Wednesday, January 4, 2012

The Second Row

I have a walk-in closet. Normally it's not "walk-in" because I have so many extra boxes and junk blocking the floor. Currently it's a pile of old textbooks I can't decide whether or not to sell. I have a row of hanging clothes... the ones I use. They're familiar. They smell like me (whatever that smells like).

But there's also another row. The clothes hanging in this row haven't been touched in years. They are from decades long past. Some are precious clothes from my childhood. Some are my mom's dresses from before she met my dad... shoulder pads, big flowers, loose... odd to the tastes of my generation. Some are just "strange" to my culture... dresses from Kuwait or Hungary. They smell of dust. Waiting to be worn, to see the sunlight. To be loved.

Today I decided to push through the first row of clothes. And explore the old ones. The ones loved, but perhaps forgotten... Loved enough to be stored rather than thrown away. But when I brought them to my parents, they couldn't place them... they couldn't remember where they came from.
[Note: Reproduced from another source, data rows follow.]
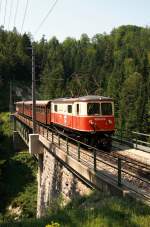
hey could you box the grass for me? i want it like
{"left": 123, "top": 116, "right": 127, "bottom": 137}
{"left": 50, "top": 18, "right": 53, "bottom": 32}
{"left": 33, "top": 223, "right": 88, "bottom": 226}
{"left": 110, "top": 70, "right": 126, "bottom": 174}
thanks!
{"left": 0, "top": 191, "right": 150, "bottom": 227}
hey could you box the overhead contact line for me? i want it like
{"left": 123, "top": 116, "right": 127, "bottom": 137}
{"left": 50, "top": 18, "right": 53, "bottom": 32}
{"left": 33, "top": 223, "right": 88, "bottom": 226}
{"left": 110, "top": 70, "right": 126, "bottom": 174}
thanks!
{"left": 34, "top": 0, "right": 58, "bottom": 35}
{"left": 8, "top": 0, "right": 13, "bottom": 30}
{"left": 4, "top": 0, "right": 7, "bottom": 27}
{"left": 0, "top": 0, "right": 2, "bottom": 24}
{"left": 14, "top": 0, "right": 19, "bottom": 28}
{"left": 21, "top": 0, "right": 29, "bottom": 33}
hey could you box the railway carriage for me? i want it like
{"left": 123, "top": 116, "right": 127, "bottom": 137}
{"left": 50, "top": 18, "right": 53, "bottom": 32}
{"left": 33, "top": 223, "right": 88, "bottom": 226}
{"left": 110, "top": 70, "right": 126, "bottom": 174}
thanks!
{"left": 15, "top": 101, "right": 24, "bottom": 114}
{"left": 16, "top": 95, "right": 115, "bottom": 150}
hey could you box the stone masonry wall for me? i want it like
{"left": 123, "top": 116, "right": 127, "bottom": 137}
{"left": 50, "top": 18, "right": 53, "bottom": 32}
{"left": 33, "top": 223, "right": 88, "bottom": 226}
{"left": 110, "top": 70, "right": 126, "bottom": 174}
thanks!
{"left": 37, "top": 147, "right": 91, "bottom": 217}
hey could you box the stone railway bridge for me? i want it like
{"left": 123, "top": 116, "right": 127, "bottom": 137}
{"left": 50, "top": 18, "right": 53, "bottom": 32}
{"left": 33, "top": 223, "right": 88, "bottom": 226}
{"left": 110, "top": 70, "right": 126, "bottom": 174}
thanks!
{"left": 12, "top": 114, "right": 150, "bottom": 217}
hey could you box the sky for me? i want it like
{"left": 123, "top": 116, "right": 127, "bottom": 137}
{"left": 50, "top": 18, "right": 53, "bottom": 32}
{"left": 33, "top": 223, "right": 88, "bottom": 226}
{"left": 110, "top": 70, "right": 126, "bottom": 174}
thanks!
{"left": 0, "top": 0, "right": 150, "bottom": 42}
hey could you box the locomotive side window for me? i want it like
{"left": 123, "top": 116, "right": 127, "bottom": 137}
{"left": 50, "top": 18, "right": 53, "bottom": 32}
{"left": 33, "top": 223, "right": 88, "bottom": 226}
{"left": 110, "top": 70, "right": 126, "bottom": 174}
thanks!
{"left": 76, "top": 104, "right": 79, "bottom": 115}
{"left": 87, "top": 103, "right": 100, "bottom": 115}
{"left": 54, "top": 105, "right": 57, "bottom": 112}
{"left": 68, "top": 105, "right": 72, "bottom": 113}
{"left": 101, "top": 103, "right": 112, "bottom": 115}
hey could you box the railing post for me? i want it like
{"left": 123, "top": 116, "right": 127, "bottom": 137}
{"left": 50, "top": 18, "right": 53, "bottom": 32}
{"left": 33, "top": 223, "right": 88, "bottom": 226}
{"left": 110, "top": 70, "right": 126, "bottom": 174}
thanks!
{"left": 118, "top": 158, "right": 122, "bottom": 186}
{"left": 47, "top": 128, "right": 48, "bottom": 140}
{"left": 94, "top": 149, "right": 97, "bottom": 172}
{"left": 78, "top": 142, "right": 80, "bottom": 162}
{"left": 52, "top": 132, "right": 54, "bottom": 143}
{"left": 135, "top": 133, "right": 138, "bottom": 149}
{"left": 58, "top": 135, "right": 60, "bottom": 147}
{"left": 120, "top": 128, "right": 123, "bottom": 143}
{"left": 66, "top": 137, "right": 69, "bottom": 154}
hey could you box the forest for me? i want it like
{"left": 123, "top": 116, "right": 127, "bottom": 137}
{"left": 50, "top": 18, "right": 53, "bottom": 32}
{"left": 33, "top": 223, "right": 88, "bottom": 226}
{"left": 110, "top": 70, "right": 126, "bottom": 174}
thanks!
{"left": 0, "top": 25, "right": 150, "bottom": 134}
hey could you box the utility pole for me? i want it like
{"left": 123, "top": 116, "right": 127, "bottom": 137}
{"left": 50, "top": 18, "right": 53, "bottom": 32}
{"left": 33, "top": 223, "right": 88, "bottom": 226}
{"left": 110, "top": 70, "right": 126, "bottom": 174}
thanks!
{"left": 32, "top": 44, "right": 36, "bottom": 133}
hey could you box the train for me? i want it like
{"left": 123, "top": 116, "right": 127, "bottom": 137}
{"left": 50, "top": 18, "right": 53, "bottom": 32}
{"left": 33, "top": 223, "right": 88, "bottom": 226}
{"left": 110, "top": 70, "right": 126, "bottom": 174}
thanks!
{"left": 16, "top": 95, "right": 115, "bottom": 150}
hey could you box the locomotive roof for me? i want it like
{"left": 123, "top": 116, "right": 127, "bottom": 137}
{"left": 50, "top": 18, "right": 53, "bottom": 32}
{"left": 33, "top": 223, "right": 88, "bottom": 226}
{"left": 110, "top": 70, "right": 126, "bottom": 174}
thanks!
{"left": 15, "top": 101, "right": 24, "bottom": 104}
{"left": 16, "top": 100, "right": 51, "bottom": 106}
{"left": 16, "top": 96, "right": 113, "bottom": 105}
{"left": 52, "top": 95, "right": 113, "bottom": 103}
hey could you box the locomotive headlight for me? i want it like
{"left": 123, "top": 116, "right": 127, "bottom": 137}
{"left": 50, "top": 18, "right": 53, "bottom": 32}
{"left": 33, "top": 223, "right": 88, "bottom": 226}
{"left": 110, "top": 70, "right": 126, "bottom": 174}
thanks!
{"left": 89, "top": 119, "right": 96, "bottom": 131}
{"left": 89, "top": 119, "right": 94, "bottom": 125}
{"left": 108, "top": 120, "right": 112, "bottom": 124}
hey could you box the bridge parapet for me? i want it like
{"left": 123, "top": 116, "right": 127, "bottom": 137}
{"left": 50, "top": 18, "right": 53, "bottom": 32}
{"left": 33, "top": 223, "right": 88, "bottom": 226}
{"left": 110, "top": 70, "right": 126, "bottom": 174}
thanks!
{"left": 29, "top": 134, "right": 43, "bottom": 155}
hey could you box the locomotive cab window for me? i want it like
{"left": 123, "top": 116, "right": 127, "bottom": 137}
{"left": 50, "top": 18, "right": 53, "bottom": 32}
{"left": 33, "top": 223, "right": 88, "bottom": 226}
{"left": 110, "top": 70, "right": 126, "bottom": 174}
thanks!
{"left": 87, "top": 103, "right": 100, "bottom": 115}
{"left": 68, "top": 105, "right": 72, "bottom": 113}
{"left": 101, "top": 103, "right": 112, "bottom": 115}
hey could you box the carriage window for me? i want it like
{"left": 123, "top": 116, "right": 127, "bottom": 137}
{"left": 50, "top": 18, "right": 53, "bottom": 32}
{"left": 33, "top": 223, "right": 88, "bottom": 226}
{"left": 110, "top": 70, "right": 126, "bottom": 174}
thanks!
{"left": 68, "top": 105, "right": 72, "bottom": 113}
{"left": 87, "top": 103, "right": 100, "bottom": 115}
{"left": 76, "top": 104, "right": 79, "bottom": 115}
{"left": 101, "top": 103, "right": 112, "bottom": 115}
{"left": 54, "top": 105, "right": 57, "bottom": 112}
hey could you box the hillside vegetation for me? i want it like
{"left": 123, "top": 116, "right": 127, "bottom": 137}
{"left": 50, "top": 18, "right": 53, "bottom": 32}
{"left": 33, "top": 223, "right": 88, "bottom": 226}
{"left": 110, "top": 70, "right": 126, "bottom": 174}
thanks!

Some clothes I tried on made me feel like an elegant princess in Kuwait. Some made me feel like a clown. Some made me feel like a hippie.
Some clothes I could only look at... gently feel their loved fabric. I remembered days when the yellow dress nestled comfortably among the clothes hanging in the first row. Now it hangs dusty in the second. The teal sweater that saw many New Year celebrations, the black skirt that sat on the piano bench at church as I plunked through simple hymns.

But some of the clothes I tried on suddenly felt like me.
They might be a little odd, but so am I...

The ones with Hungarian embroidery suddenly grabbed my attention. Maybe it's because I just came from there. Maybe because I'm finally beginning to learn to truly love and cherish my heritage. I don't really know... but I decided they're moving to the first row. They will see sunlight.